The current state of Holo/Holochain is that Holochain stores all private data on the source chain and hence the private data never leaves the author’s device. Holo on the other hand stores the so-called “private” data on some remote host(s)'s storage.
The public data on both Holo and Holochain is replicated because of two main reasons:
1) Fault tolerance
2) Efficient and fast access for those who may ask for it
Because of 2, the public data’s replication strategy acts more like a conventional CDN.
This leads us to the conclusion that the intent of public data is for fast and reliable access for the “public”.
Here starts the discord!
The private data on Holochain serves two purposes, viz. privacy and fault tolerance, albeit the responsibility of fault-tolerance is on the user himself; the data is at the whims of its author and is safe to the same extent.
However private data on Holo serves… well… no purpose whatsoever! It may be fault-tolerant by being replicated to multiple (5 or so) nodes, but is anything but private!
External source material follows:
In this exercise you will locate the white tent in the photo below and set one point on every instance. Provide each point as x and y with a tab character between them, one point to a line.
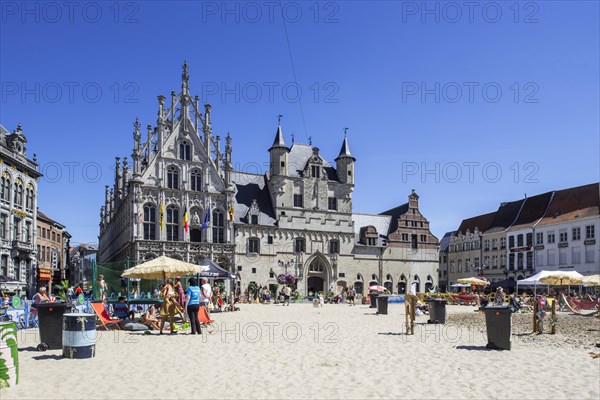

And suggesting our future customers that it is, solely on the basis of a few KYC documents the hosts had had to submit is downright insane! Here comes the beautiful part. The private data on Holo does serve one purpose, i.e. fault-tolerance. However, unlike public data, the intent for private data’s replication is not that of a CDN. It is replicated literally for being able to withstand a few copies getting lost in some catastrophe!
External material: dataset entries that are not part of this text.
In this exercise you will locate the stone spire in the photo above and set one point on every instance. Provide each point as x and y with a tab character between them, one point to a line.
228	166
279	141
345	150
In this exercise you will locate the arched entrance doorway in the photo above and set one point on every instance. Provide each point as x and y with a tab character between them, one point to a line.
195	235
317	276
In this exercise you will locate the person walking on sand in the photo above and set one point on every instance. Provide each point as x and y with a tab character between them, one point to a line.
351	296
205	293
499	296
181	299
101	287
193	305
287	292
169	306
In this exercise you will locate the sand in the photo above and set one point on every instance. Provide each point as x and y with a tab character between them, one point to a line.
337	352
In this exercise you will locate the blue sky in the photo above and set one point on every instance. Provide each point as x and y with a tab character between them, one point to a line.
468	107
Now here’s the improvement proposal.
On both Holo and Holochain, we maintain three distinct classes of data, different both due to differences in intent and functionality.
- Public: Intents that of a classical CDN; replicated to as many as may be needed, depending upon the load. If nobody’s asking for it, it’s replicated to 3 or so nodes. If a thousand people demand for that data every day, then it’s replicated to some 50 or so nodes… you get the idea… It’s all over the DHT.
- Private: Intents of fault-tolerance; replicated to some 3 or so nodes.
- Protected: Again, intents that of fault-tolerance; replicated to 3 or so nodes; encrypted. Even zome code cannot read that “data” field inside it. It’s like a black box! And by encrypted, it means “encrypted as hell”. Even a thousand quantum computers shouldn’t be able to decipher it; it’s already known that symmetric encryption is quantum resistant. Only public-private cryptography is at risk. So as long as your password isn’t compromised, you can rest assured that your “protected” data on Holo wouldn’t either.
In action, it would look something like this:
Hash(“top secret data”, password, salt) -> gibberish + salt.
This gibberish + salt is your protected_data.
Operating on this protected_data type issues compiler errors (thanks to Rust).
However, data that can’t be operated on is of little use. Hence not everything should go into the protected_data. A diligent programmer would store, let’s say the time_of_message_send beside the protected data, not “inside” it. Only the message would go inside. This allows us to… let’s say… search for messages sent on Halloween. The zome code would be able to do that; client code wouldn’t have to get all messages, decipher them, then filter out those sent on Halloween! This requires having another field in the “protected” entries… let’s say “etc” in which you can store operable stuff like time_of_send.
This ciphering/deciphering shouldn’t happen on the front-end code, especially close-sourced front-end. Chapperone, if I understand correctly, should be delegated with ciphering with a random salt + password, and deciphering with the password + the given salt that it was ciphered with.
Needless to say, all this should already be achievable if the programmer follows some naming convention of let’s say appending _protected after every encrypted field, and by skipping Chapperone and rather doing login in the front-end code. However, I believe it’s gonna become a rather frequent design pattern and should better be abstracted out. Doing so would not only increase development speed but also user-trust in that their protected data will remain protected. Might even ditch the excuse of KYC!!!
- The A Man